To supplement the boot disk, you can attach
local Solid State Drives (local SSDs)
to master, primary worker, and secondary worker nodes in your cluster. Local
SSDs can provide faster read and write times than persistent disk. The 375GB
size of each local SSD is fixed, but you can attach multiple local SSDs to
increase SSD storage (see
Adding Local SSDs).
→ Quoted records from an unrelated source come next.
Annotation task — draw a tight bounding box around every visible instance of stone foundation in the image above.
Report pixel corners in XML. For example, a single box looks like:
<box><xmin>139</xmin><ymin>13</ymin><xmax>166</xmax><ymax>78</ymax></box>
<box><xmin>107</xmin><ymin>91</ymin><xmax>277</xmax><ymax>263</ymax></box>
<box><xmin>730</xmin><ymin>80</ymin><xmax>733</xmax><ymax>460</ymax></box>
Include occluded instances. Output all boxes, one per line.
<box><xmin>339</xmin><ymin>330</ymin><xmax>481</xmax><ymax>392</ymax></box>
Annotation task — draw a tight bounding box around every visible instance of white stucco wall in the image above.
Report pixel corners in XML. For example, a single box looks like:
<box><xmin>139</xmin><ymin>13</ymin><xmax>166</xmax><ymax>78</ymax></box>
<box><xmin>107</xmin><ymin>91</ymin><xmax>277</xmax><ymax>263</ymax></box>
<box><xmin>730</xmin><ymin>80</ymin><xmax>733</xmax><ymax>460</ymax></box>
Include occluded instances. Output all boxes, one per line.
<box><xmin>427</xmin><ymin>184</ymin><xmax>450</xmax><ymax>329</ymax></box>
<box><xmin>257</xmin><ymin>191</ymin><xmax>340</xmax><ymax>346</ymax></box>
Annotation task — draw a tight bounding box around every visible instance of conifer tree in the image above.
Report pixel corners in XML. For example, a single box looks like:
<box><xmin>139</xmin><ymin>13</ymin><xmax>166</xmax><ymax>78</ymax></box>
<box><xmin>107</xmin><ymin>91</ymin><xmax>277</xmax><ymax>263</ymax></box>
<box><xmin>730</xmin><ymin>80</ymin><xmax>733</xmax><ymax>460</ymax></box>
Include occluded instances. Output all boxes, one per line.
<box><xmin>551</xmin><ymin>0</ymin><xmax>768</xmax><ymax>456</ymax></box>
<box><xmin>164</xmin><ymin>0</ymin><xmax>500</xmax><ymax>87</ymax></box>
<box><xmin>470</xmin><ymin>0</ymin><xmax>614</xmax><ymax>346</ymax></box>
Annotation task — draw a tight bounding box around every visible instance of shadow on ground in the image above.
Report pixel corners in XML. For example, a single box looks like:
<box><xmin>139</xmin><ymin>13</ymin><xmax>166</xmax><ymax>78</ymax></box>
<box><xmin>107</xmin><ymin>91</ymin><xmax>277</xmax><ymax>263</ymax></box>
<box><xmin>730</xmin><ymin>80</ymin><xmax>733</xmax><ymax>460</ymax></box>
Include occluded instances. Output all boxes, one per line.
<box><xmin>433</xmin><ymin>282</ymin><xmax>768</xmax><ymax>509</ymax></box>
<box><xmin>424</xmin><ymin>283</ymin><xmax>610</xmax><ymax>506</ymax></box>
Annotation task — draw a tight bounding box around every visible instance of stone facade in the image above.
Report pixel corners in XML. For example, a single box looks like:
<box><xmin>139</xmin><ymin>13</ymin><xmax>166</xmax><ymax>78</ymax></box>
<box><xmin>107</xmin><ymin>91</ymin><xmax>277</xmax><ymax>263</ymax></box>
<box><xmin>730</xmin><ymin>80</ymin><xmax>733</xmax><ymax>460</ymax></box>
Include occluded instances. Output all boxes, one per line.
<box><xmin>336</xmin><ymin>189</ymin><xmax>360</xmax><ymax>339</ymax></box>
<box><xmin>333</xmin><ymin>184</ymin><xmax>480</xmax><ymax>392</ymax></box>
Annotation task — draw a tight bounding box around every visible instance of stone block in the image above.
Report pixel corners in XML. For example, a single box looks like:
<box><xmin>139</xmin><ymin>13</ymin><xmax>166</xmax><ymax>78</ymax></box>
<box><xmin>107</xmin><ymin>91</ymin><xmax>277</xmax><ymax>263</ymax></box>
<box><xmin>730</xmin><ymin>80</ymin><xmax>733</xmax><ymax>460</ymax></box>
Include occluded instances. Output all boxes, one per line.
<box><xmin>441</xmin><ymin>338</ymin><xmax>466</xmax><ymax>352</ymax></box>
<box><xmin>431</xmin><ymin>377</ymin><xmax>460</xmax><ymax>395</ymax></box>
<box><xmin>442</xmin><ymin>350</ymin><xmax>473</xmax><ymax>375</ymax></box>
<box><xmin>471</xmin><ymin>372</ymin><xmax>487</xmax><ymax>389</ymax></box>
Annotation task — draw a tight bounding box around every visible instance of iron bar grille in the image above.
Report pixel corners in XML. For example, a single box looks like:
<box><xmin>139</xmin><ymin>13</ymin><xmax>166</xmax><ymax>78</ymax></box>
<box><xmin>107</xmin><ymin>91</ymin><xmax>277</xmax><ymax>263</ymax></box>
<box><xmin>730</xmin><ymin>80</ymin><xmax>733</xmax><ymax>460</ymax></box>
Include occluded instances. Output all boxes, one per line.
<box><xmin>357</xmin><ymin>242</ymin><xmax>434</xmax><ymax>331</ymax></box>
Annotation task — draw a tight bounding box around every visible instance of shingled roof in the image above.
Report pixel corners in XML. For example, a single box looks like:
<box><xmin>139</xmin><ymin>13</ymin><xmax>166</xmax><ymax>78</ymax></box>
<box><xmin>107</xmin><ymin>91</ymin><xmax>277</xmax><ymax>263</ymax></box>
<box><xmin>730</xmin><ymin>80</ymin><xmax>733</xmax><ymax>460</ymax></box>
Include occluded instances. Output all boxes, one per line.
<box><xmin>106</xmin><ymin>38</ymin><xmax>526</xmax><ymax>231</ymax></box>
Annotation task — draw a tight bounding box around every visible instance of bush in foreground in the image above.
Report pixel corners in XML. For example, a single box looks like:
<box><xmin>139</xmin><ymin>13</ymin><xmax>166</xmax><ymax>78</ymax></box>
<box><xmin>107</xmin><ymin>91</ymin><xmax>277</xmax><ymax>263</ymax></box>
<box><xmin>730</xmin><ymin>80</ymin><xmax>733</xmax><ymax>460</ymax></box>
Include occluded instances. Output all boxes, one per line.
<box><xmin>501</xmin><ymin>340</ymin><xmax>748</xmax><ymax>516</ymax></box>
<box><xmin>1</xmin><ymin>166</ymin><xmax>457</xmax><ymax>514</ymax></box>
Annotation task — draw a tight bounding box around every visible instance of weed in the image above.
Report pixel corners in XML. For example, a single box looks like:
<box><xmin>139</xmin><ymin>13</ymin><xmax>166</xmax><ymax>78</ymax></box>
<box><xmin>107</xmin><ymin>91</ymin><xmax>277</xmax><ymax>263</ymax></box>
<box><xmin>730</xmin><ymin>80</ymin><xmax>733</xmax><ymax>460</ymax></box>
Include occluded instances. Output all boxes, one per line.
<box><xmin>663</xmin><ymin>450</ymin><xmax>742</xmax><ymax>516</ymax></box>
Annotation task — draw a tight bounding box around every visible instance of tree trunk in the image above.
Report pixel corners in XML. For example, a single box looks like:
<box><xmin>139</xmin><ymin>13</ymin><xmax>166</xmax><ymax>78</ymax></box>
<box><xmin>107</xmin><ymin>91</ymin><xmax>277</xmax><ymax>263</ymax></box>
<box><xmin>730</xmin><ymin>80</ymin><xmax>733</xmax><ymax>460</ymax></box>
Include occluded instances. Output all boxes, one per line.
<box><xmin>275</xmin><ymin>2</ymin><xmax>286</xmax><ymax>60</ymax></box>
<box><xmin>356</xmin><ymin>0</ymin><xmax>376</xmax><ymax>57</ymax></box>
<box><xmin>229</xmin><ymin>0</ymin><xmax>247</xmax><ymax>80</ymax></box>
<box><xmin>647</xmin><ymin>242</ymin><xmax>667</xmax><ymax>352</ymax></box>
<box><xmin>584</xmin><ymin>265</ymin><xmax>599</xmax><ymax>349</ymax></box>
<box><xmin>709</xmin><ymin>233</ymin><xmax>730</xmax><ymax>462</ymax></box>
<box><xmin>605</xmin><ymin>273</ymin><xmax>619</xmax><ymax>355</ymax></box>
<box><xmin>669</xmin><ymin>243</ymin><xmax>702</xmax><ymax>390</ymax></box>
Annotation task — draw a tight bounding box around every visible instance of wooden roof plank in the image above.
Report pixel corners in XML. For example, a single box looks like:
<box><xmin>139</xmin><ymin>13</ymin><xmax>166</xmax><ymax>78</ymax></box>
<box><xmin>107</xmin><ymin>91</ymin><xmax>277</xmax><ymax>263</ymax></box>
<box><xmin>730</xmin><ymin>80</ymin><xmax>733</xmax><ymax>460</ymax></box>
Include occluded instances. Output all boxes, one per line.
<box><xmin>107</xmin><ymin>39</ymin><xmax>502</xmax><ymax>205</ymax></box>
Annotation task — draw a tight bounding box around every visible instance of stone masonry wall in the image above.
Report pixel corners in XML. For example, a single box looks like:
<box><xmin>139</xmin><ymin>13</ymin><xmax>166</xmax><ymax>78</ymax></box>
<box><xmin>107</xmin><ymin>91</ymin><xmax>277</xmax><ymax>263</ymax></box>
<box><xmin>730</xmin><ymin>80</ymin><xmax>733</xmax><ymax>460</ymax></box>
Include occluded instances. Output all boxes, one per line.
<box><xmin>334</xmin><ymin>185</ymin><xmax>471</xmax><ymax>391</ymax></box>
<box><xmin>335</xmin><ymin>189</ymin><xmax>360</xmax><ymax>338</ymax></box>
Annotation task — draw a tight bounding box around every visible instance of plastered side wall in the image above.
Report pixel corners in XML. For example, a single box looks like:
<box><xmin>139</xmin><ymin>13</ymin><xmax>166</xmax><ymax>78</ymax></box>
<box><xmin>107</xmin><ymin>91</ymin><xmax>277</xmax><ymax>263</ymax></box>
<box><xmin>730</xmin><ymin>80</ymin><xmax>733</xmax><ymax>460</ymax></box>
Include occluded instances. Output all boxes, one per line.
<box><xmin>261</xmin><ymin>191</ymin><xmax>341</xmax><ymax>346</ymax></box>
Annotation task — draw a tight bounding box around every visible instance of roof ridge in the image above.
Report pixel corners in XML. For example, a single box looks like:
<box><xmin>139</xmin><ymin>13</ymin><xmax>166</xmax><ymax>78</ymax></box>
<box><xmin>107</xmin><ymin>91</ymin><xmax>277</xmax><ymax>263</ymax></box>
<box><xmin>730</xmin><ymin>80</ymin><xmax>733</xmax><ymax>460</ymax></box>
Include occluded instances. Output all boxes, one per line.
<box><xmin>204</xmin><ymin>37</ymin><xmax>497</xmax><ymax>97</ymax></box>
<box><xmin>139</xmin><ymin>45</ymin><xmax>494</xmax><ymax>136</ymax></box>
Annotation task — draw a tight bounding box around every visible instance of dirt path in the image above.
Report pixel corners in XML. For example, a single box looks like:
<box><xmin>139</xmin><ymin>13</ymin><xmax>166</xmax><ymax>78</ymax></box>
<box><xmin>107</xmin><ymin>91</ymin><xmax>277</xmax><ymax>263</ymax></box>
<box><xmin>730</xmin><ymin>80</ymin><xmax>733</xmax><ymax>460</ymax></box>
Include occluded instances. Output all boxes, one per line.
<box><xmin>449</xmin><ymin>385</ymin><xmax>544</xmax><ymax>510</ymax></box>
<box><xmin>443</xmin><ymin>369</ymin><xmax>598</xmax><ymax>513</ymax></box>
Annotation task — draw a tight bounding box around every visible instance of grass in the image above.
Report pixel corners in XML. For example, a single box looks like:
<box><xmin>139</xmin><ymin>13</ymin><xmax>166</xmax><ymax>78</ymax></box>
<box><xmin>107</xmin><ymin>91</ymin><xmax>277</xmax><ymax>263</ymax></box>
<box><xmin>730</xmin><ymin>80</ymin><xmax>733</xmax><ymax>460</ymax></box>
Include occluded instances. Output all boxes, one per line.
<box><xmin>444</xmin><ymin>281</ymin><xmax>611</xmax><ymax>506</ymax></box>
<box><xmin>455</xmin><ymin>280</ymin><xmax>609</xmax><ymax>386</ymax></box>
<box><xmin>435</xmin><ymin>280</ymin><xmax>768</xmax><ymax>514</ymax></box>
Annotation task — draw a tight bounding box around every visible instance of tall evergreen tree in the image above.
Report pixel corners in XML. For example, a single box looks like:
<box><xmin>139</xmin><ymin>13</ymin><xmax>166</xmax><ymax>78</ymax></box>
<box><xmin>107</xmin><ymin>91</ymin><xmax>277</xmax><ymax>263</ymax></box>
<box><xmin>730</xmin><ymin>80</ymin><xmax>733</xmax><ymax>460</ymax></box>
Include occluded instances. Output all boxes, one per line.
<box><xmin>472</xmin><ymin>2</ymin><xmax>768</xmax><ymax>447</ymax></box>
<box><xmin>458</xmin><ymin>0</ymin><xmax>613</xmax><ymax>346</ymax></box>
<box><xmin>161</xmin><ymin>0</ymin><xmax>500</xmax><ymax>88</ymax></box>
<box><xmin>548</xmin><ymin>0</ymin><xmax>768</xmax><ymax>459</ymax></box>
Each local SSD
is mounted to /mnt/<id>
in Dataproc cluster nodes.
When local SSDs are provided to the cluster, both HDFS and scratch data,
such as shuffle outputs, will use the local SSDs instead of the boot
Persistent Disk.
Using local SSDs
gcloud command
Use the
gcloud dataproc clusters create
command with the --num-master-local-ssds
,
--num-workers-local-ssds
, and
--num-secondary-worker-local-ssds
flags to attach local
SSDs to the cluster's master, primary, and secondary (preemptible) worker
nodes, respectively.
Example:
gcloud dataproc clusters create cluster-name \ --region=region \ --num-master-local-ssds=1 \ --num-worker-local-ssds=1 \ --num-secondary-worker-local-ssds=1 \ ... other args ...
REST API
Set the
numLocalSsds
field in the masterConfig
, workerConfig
, and
secondaryWorkerConfig
InstanceGroupConfig
in a
cluster.create
API request to attach local SSDs to the cluster's master, primary worker, and
secondary (preemptible) worker nodes, respectively.
Console
Create a cluster and attach local SSDs to the master, primary, and secondary worker nodes from the Configure nodes panel of the Dataproc Create a cluster page of the Google Cloud Console.